Ligero and BooLigero - Proof Size: Applying our construction to R1CS-Ligero [BCR+19], whose proof size is \(\varTheta (\sqrt{n})\), over a field \(\mathbb {F}_{2^{160}}\) we can obtain shorter proof by a factor \(\sqrt{k} \approx 6.9\) as we would invoke every sub-protocol on input k times shorter. However in [AHIV17] an optimisation through interactive repetitions working over smaller fields is presented. As this version is harder to analyse asymptotically, we estimate its cost comparing it with BooLigero and our construction using a \((48, 160)_2\)-RMFE (Fig. 3, down left).

Ligero and BooLigero - Prover Time: For simplicity we only compare our construction to Ligero without repetitions, as in this case operations are performed over the same extension of \(\mathbb {F}_2\), for a R1CS over \(\mathbb {F}_2\) with n variables and n constraints. Recall that \(|L| = \varTheta (\sqrt{n})\) and each vector is divided in m blocks of length \(\ell \), both growing asymptotically as \(\sqrt{n}\). As in Aurora we split the prover time in three terms:

  • In the IOP, costs are dominated asymptotically by \(21 m \cdot \textrm{FFT}(\mathbb {F}_q, |L|)\). In our cases we would need \(31 m'\) fast Fourier transform but with \(m' \sim m/ \sqrt{k}\) and over a set \(\sqrt{k}\) times smaller, leading to an improvement factor of 21k/31

  • As Ligero performs a direct low degree test no extra computation is performed for testing proximity

  • In the BCS transform, using column hashing only one tree with \(2|L| - 1\) nodes has to be computed. Hence in our construction this step is performed \(\sqrt{k}\) times faster.

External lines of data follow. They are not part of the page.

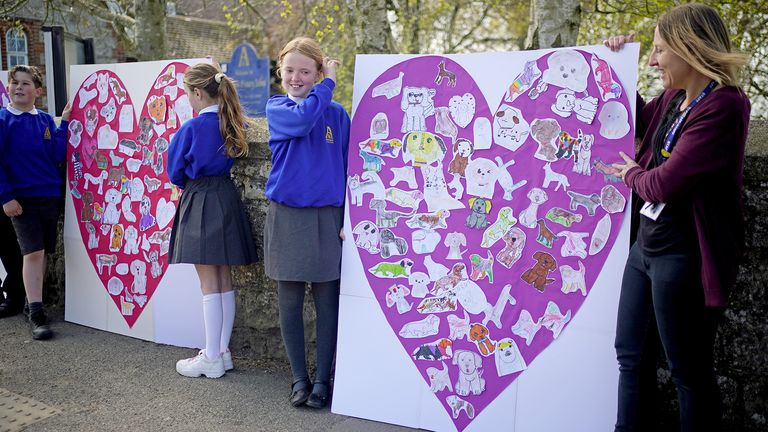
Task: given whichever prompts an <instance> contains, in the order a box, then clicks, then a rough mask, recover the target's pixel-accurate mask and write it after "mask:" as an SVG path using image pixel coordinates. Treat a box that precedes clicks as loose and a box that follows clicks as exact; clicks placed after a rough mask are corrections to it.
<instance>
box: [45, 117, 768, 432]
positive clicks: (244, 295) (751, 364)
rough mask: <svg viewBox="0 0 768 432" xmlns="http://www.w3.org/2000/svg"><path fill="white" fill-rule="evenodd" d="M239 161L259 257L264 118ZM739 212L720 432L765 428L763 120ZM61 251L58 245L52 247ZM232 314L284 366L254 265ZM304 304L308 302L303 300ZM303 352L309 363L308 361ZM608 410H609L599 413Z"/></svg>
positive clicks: (249, 351)
mask: <svg viewBox="0 0 768 432" xmlns="http://www.w3.org/2000/svg"><path fill="white" fill-rule="evenodd" d="M251 133H252V135H251V137H250V141H251V142H252V145H251V150H250V154H249V155H248V157H247V158H244V159H241V160H238V162H237V163H236V164H235V169H234V171H233V176H234V178H235V183H236V184H237V185H238V187H240V188H241V190H242V194H243V201H244V203H245V205H246V207H247V211H248V213H249V215H250V218H251V221H252V229H253V235H254V238H255V239H256V244H257V247H258V252H259V254H260V255H261V254H262V253H263V249H262V242H261V233H262V230H263V227H264V217H265V214H266V209H267V200H266V197H265V196H264V186H265V184H266V180H267V176H268V174H269V170H270V152H269V148H268V147H267V144H266V141H267V137H268V135H267V132H266V124H265V122H264V119H258V120H256V127H254V128H252V130H251ZM745 207H746V217H747V227H748V228H747V253H746V255H745V257H744V260H743V264H742V267H741V272H740V274H739V277H738V281H737V283H736V287H735V289H734V291H733V294H732V295H731V304H730V307H729V308H728V309H727V310H726V311H725V314H724V319H723V322H722V324H721V326H720V330H719V332H718V338H717V342H716V346H715V355H716V366H717V372H718V380H719V383H720V388H721V391H722V393H723V400H724V403H725V429H724V430H726V431H745V432H751V431H754V432H757V431H765V430H766V429H768V321H766V319H765V316H766V314H767V313H768V295H767V294H766V292H767V290H766V288H768V287H766V285H767V282H766V280H768V278H766V276H765V275H766V272H767V271H768V121H765V120H753V121H752V123H751V125H750V135H749V142H748V145H747V158H746V168H745ZM59 244H61V242H60V243H59ZM53 258H54V259H52V260H51V263H50V267H51V268H50V270H51V271H49V274H48V278H47V279H46V283H47V286H48V287H50V288H53V289H50V288H49V289H48V292H47V294H46V298H47V300H48V301H50V302H53V303H57V304H58V305H59V306H63V302H64V298H63V297H64V296H63V292H64V291H63V283H64V277H63V272H64V265H63V253H62V251H61V248H60V250H59V253H58V254H57V255H56V256H54V257H53ZM233 276H234V284H235V288H236V290H237V302H238V303H237V305H238V315H237V321H236V322H235V330H234V334H233V341H232V349H233V350H234V351H235V352H236V353H237V354H238V355H242V356H248V357H252V358H254V359H259V360H278V361H284V360H285V352H284V349H283V346H282V339H281V336H280V328H279V325H278V319H277V294H276V285H275V283H274V282H273V281H271V280H269V279H268V278H267V277H266V276H265V275H264V269H263V266H262V264H261V262H259V263H258V264H254V265H251V266H248V267H242V268H236V269H235V271H234V275H233ZM307 297H308V299H309V298H311V297H310V296H307ZM305 316H307V317H309V319H308V320H306V322H305V327H306V331H307V335H308V340H309V341H314V320H313V316H314V310H313V308H312V305H311V304H310V303H309V300H308V302H307V303H306V304H305ZM313 351H314V350H313V349H310V350H309V359H310V361H312V359H313V358H314V352H313ZM657 377H658V388H659V393H660V397H659V398H657V399H656V400H657V405H658V409H659V410H660V412H661V413H662V416H661V419H662V420H661V421H662V423H663V428H662V429H660V431H667V430H669V431H673V430H676V429H677V426H676V422H677V420H676V412H677V396H676V393H675V390H674V386H673V384H672V382H671V379H670V374H669V371H668V370H667V369H666V364H665V362H664V360H663V358H662V357H660V358H659V367H658V369H657ZM606 409H613V408H606Z"/></svg>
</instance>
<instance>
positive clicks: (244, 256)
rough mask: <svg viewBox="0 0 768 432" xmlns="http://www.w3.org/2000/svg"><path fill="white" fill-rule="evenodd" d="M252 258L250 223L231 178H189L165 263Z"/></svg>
mask: <svg viewBox="0 0 768 432" xmlns="http://www.w3.org/2000/svg"><path fill="white" fill-rule="evenodd" d="M256 258H257V257H256V245H255V244H254V241H253V234H252V233H251V225H250V223H249V222H248V217H247V216H246V214H245V210H244V209H243V203H242V201H240V195H239V194H238V192H237V189H235V185H234V183H232V179H231V178H229V176H226V177H225V176H222V177H203V178H199V179H195V180H190V181H189V182H188V183H187V187H186V188H185V189H184V193H182V195H181V200H180V201H179V206H178V207H177V208H176V218H175V219H174V221H173V231H172V232H171V244H170V250H169V258H168V262H169V263H171V264H176V263H189V264H208V265H245V264H250V263H253V262H255V261H256Z"/></svg>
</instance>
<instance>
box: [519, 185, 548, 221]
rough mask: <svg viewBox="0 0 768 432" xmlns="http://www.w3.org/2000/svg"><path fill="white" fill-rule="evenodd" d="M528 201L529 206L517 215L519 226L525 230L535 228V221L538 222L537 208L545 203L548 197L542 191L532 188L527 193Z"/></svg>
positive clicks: (540, 189)
mask: <svg viewBox="0 0 768 432" xmlns="http://www.w3.org/2000/svg"><path fill="white" fill-rule="evenodd" d="M528 199H530V200H531V204H530V205H529V206H528V207H527V208H526V209H525V210H523V211H521V212H520V214H519V215H518V218H517V220H518V222H520V225H522V226H524V227H526V228H535V227H536V221H537V220H538V218H539V217H538V212H539V206H540V205H541V204H543V203H545V202H546V201H547V200H548V199H549V197H548V196H547V193H546V192H544V190H542V189H539V188H533V189H531V190H530V191H529V192H528Z"/></svg>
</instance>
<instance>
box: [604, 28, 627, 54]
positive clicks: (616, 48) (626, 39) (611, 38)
mask: <svg viewBox="0 0 768 432" xmlns="http://www.w3.org/2000/svg"><path fill="white" fill-rule="evenodd" d="M634 41H635V32H633V31H631V32H629V34H628V35H626V36H624V35H620V36H611V37H609V38H608V39H606V40H604V41H603V45H605V46H607V47H608V48H610V49H611V51H614V52H617V51H621V49H622V48H624V44H627V43H630V42H634Z"/></svg>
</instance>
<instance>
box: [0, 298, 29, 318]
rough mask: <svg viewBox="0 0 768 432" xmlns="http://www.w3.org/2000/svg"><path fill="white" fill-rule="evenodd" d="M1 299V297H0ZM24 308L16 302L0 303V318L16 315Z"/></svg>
mask: <svg viewBox="0 0 768 432" xmlns="http://www.w3.org/2000/svg"><path fill="white" fill-rule="evenodd" d="M0 297H2V296H0ZM23 307H24V303H22V302H16V301H13V300H7V299H6V300H4V301H3V302H2V303H0V318H7V317H9V316H14V315H17V314H18V313H19V312H21V309H22V308H23Z"/></svg>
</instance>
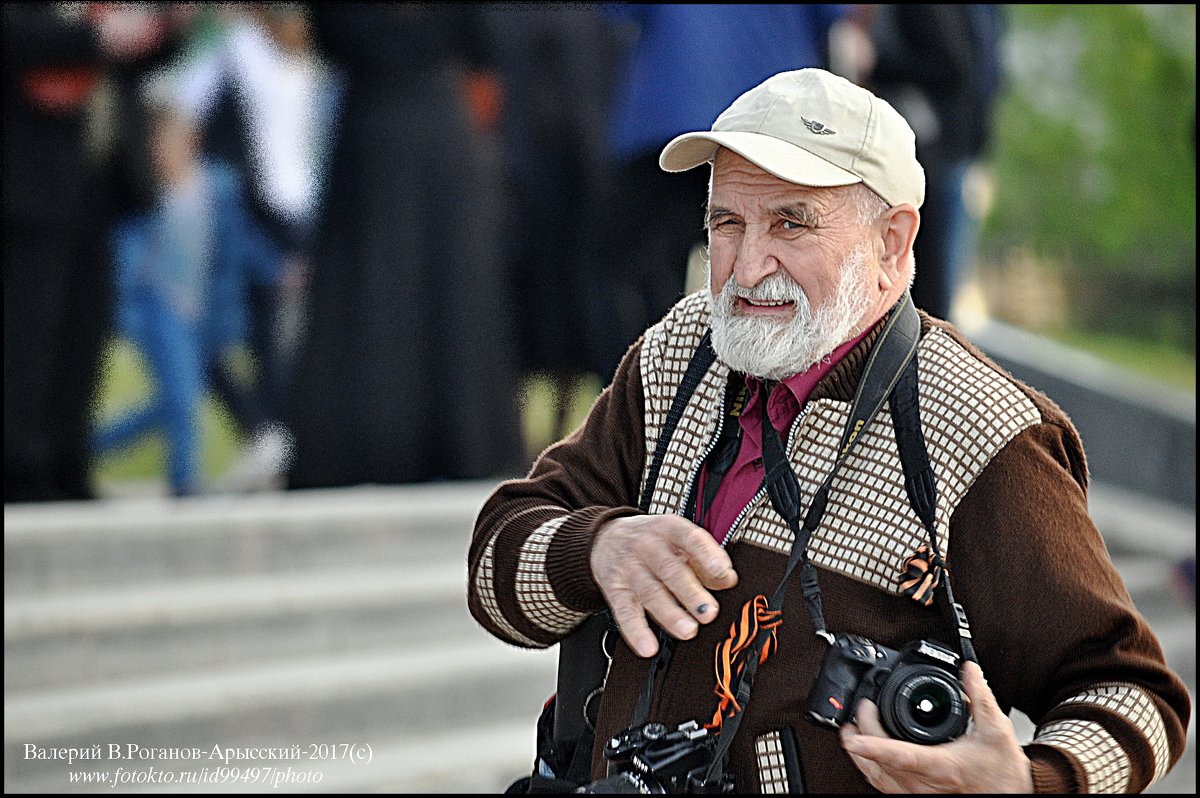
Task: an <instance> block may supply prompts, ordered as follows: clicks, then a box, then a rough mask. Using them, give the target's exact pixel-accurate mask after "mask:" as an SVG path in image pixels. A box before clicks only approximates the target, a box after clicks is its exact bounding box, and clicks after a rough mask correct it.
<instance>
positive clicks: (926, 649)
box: [917, 641, 959, 665]
mask: <svg viewBox="0 0 1200 798" xmlns="http://www.w3.org/2000/svg"><path fill="white" fill-rule="evenodd" d="M917 653H918V654H924V655H925V656H931V658H934V659H935V660H942V661H943V662H946V664H947V665H955V664H958V661H959V658H958V656H955V655H954V654H950V653H949V652H943V650H942V649H940V648H934V647H931V646H929V644H926V643H925V641H922V642H920V646H918V647H917Z"/></svg>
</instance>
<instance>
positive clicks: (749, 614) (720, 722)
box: [706, 594, 784, 730]
mask: <svg viewBox="0 0 1200 798" xmlns="http://www.w3.org/2000/svg"><path fill="white" fill-rule="evenodd" d="M781 623H784V617H782V611H781V610H770V608H769V605H768V601H767V596H764V595H762V594H760V595H756V596H755V598H752V599H750V600H749V601H746V602H745V604H744V605H743V606H742V613H740V617H739V618H738V620H737V622H734V623H732V624H730V636H728V638H726V641H725V642H724V643H721V644H720V646H718V647H716V653H715V655H714V658H713V659H714V664H715V668H716V688H715V689H714V692H715V694H716V696H718V697H719V698H720V703H719V704H718V707H716V712H715V713H714V714H713V720H712V722H709V724H708V725H707V726H706V728H710V730H720V728H721V724H722V722H724V720H725V718H726V715H731V714H733V713H736V712H740V709H742V707H740V706H738V702H737V698H736V697H734V694H733V688H734V680H736V679H737V677H738V676H739V674H740V673H742V671H743V668H744V667H745V655H746V652H748V650H749V648H750V646H752V644H754V641H755V638H756V637H758V631H760V629H766V630H769V631H770V637H769V638H768V640H767V643H766V644H764V646H763V647H762V653H761V654H760V655H758V665H762V664H763V662H766V661H767V658H768V656H770V655H772V654H773V653H774V652H775V649H776V648H778V647H779V640H778V637H776V634H778V629H779V625H780V624H781Z"/></svg>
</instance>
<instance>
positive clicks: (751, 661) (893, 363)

In conclusion we expect an improvement factor between 6.9–32.5 with a \((48, 160)_2\)-RMFE. We leave prover time comparison with the more efficient version of Ligero that allows repetitions as future work.

Ligero++: As [BFH+20] combines Ligero with an inner product argument, which can be realised adapting Aurora’s sumcheck to achieve poly-logarithmic argument size, we expect a prover time reduction comparable to those in plain Ligero and Aurora. The same applies to the proof size that, for completeness, we also estimate through our parameter optimiser, Fig. 3, achieving a median improvement factor of \(1.26 \times \).